9
“Police are continuing their investigation into the murder of Ms. Bonner.” TV reporter Ken Ford spoke in hushed tones into his handheld microphone as, in the background, the simple casket was carried into St. Anselm’s. “With me is homicide detective Lieutenant Tully. . . .” The picture widened to include Tully’s impassive face. “Lieutenant,” Ford asked, “is there any progress to report in this case?”
“We’re following leads. There’s been some progress. But there’s nothing really new to report.” Tully looked away from the camera, creating the true impression that he was uncomfortable being interviewed.
“Look at that,” said Sam. “That guy ain’t wearin’ no hat.” He was referring to reporter Ford.
Sam owned a small bump and paint shop on Second Avenue near Warren. Most of the other buildings in that block were either boarded up or gutted by long-ago fires.
“It was goddam cold this morning,” Sam persisted. “Why wouldn’t he wear a goddam hat? That’s what I wanna know.”
“I don’t know,” Arnold Bush said. “Maybe he’s trying to prove something.”
“What—that he can catch the goddam flu?” Sam laughed at his own humor. The laugh disintegrated into a hacking cough. When he finally got the cough under control, he retrieved the stub of a stale cigar from an overflowing ashtray, relit the cigar, and coughed some more.
Sam and Arnold had been friends for almost two years. They shared a natural mechanical ability, a love of working with their hands, a respect for tools, and an overpowering addiction to smoking. Sam smoked cigars, Arnold cigarettes.

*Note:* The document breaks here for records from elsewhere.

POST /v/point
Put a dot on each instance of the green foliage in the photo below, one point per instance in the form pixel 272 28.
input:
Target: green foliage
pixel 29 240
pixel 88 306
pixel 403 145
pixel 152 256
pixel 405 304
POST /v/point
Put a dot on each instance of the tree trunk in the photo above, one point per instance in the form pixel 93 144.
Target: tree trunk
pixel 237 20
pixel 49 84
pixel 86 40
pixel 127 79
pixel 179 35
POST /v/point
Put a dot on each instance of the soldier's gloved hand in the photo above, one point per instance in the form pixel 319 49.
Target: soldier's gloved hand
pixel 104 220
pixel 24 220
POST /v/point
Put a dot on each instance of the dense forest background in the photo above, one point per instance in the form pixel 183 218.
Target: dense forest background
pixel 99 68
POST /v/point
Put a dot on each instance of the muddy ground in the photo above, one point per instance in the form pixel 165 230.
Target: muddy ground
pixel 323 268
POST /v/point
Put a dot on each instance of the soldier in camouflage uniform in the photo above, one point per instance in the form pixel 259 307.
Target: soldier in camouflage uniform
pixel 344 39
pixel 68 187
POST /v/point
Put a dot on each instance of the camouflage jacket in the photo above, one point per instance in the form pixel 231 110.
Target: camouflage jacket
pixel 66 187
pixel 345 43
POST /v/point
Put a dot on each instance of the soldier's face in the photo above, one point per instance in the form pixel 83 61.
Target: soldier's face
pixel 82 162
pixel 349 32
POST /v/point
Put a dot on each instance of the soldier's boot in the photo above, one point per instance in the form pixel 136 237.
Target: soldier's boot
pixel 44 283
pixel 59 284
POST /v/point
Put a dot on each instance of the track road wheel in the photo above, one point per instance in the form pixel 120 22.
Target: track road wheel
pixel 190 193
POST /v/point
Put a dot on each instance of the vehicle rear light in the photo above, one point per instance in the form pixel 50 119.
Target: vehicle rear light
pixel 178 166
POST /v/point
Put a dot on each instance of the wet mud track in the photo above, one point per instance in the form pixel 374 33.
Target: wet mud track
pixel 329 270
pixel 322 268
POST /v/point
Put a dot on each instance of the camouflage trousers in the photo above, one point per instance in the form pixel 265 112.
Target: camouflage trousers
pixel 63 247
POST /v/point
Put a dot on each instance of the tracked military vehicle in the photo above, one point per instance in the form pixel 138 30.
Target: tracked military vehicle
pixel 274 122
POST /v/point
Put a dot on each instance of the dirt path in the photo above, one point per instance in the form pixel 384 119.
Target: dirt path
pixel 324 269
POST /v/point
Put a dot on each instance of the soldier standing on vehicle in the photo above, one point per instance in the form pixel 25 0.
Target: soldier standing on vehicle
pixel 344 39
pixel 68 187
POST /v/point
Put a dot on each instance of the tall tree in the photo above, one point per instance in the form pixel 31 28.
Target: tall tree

Although Bush had recently been hired at the Wayne County Medical Examiner’s department, he still spent much of his free time with Sam, helping with an occasional auto repair or just doing some fix-up work for someone or for himself. At this moment, he was painstakingly constructing frames for his most recent photos.
“Oh, the hell with the news,” Sam said. “Maybe there’s a game show on . . . or maybe a basketball game.” He moved toward the television set, which was mounted high on the wall.
“No! Leave it!” Arnold almost shouted. “I want to see this.”
“Okay, okay.” Sam retreated from the TV and delicately balanced the cigar stub atop the pile of butts in the ashtray. “You don’t have to bite my ass off.”
Bush put down the aluminum strip he had been working on and gave full attention to the report of Louise Bonner’s funeral.
The TV camera zoomed in to a close-up of the coffin. It was a simple metal box. Louise Bonner would have been buried in the simplest coffin of all—a wooden box—except that her sister prostitutes had taken up a collection among themselves, raising, by almost anyone’s standards, a fairly generous amount. They ensured that she would be buried with dignity.
A smile appeared on Arnold Bush’s face as he contemplated the casket. It was as if he had X-ray vision. He pictured Louise’s body beneath the lid, under the silken lining. He could see in his mind’s eye those photos of her mutilated torso—the very same photos for which he was now making frames. He recalled the procedures that had followed the picture-taking and the autopsy. He remembered in great detail personally tucking Louise’s organs back inside her body and sewing her up. Painstakingly sewing her up preliminary to the mortician’s work.
In his as yet brief time with the medical examiner’s office, this was the first body that had been all “his.” He had reserved her to himself. He had almost come to blows over possession of her. He would have fought, too, had the other man pushed him further.
Yes, this was “his” first body. It was not likely to be the last.
Meanwhile, he was enjoying the pictures of the funeral.